Afternoon Program

January 25, 2025

Select the paper time/title to read the abstract.

In 2024, amateur and professional archaeologists associated with the University of Tennessee Cave Archaeology Research Team visited twelve cave and open-air rock art localities in Tennessee, Kentucky, and Alabama.  Some were new sites documented for the first time.  Others were known sites where new technologies for documentation were used to acquire modern data.  Of these, four are on public lands and eight on private properties. In this presentation, we discuss work at six of these rock art localities.  Of three open-air sites in Tennessee, one containing cupules is a new find, illustrated here for the first time.  New faded pictographs were seen at a previously known petroglyph site in Tennessee. A new mud glyph cave art site in Alabama just across the Tennessee state line is presented along with new mud glyphs from a Tennessee cave where pictographs were documented a number of years ago.  Finally, a small shelter petroglyph site in southwestern Kentucky saw new documentation in more complete fashion than in earlier recordings.

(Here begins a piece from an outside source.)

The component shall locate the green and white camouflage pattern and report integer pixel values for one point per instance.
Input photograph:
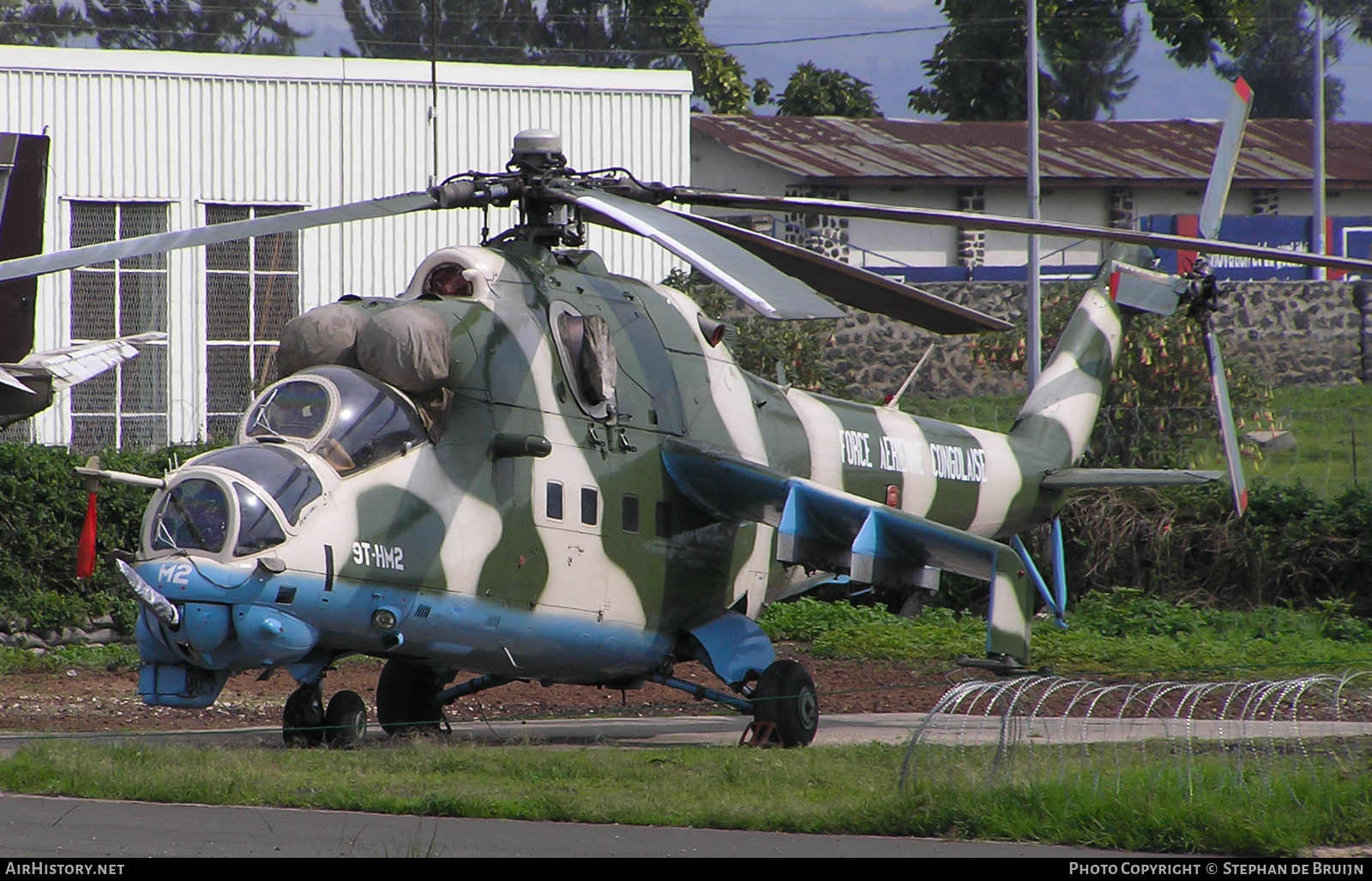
(624, 549)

Recent excavations by Cultural Resource Analysts, Inc., and the University of Tennessee investigated remains of a Civil War rifle trench constructed and occupied by the Army of the Ohio as part of the defenses of Knoxville in November to December 1863. This paper discusses the findings from this feature in relation to accounts of the battle, overall defenses of the city, and similar features at other sites in the region.  

Civilian Conservation Corps Camp #3459, known as Camp Dunbar, was established in 1935 in conjunction with the TVA village that housed workers for the Pickwick Dam. The primary task for the enrollees at Camp Dunbar, a segregated African American unit, was the construction of cabins for the TVA park that would later become Pickwick Landing State Park. The goal of archaeological testing at Camp Dunbar was to identify the camp building sites and activity areas. Testing of the site consisted of excavation units, shovel tests, and metal detector scans. Follow up testing and mapping will be completed in the spring.  

2:15-2:30 PM BREAK

Stable isotope analysis has been a popular method for studying foodways within Zooarchaeology. Recently, archaeologists have begun to use stable isotope analysis to study plant remains. This type of research is currently primarily focused on understanding agriculture in prehistoric contexts, but there are many other potential applications. This paper uses stable isotope analysis to determine if people enslaved at the Fanny Dickins plantation (40FY303) in Fayette County were using manure as fertilizer for plants that they would have cultivated for their own food needs. Additionally, this project will compare δ15N values at Fanny Dickins to δ15N values from Cedar Grove (40FY325), another enslaved domestic site, and Widow Dickins (40FY462), a manor house site, to determine what plant management practices looked like on other parts of this landscape. This project demonstrates that stable isotope analysis is valuable for understanding how people used plant management practices to meet their subsistence needs.

In 2020, cavers discovered an extensive maze of previously unknown passages in Helms Deep Cave, Perry County, with abundant evidence for Indigenous exploration. The site was evaluated in May 2021, with field work between July 2021 and March 2024. Radiocarbon dates place the exploration from about 3400 BP to 3000 BP. The distribution of cane charcoal deposits and stoke marks suggests ten miles of passages were visited. Over fifty extant stone structures likely served as trail markers. There are several human footprints/pathways, with impressions from both children and adults. Two areas of cave art have abstract digital designs on cave ceilings. The 66-mile-long cave was securely gated in Spring 2024.   

TRC Environmental Corporation (TRC) was contracted by the Andrew Jackson Foundation (AJF) to aid in locating the enslaved persons cemetery at The Hermitage. Poorly marked, and placed in marginal areas, enslaved cemeteries in Middle Tennessee and across the country are regularly forgotten. Finding the enslaved cemetery at The Hermitage has been a goal of both archaeologists and historians since the early 1980s. In 2023, funding from an anonymous donor enabled the AJF to bring significant resources to the search. To reach this goal, the AJF reached out to TRC and the Vanderbilt Institute of Spatial Research to help develop methods needed to locate the enslaved cemetery. These methods included georeferencing historic maps, conducting geophysical investigations, and ground truthing anomalies suspected to be burials by identifying grave shafts.

In 2022, Corn Island Archaeology (now HMB Professional Engineers LLC) conducted a Phase III archaeological investigation at the Governors Landing site (15KN305), a site identified in 2002 as a Late Woodland, Hamilton Phase site. This investigation produced C14 dates that confirmed the primary occupation and the midden at the site as Late Woodland, with a minor Early Woodland occupation. Excavations recovered a wide array of ceramics both from feature and midden contexts. In each of these contexts coarse quartzite tempered ceramics (conforming to descriptions for Watts Barr and Swannanoa ceramics) were found to co-occur in significant quantities with limestone tempered sherds (conforming to descriptions of Candy Creek ceramics). This finding casts some doubt on the universality of quartzite tempered ceramics being a predominantly Early and Middle Woodland phenomenon in evidence elsewhere in east Tennessee.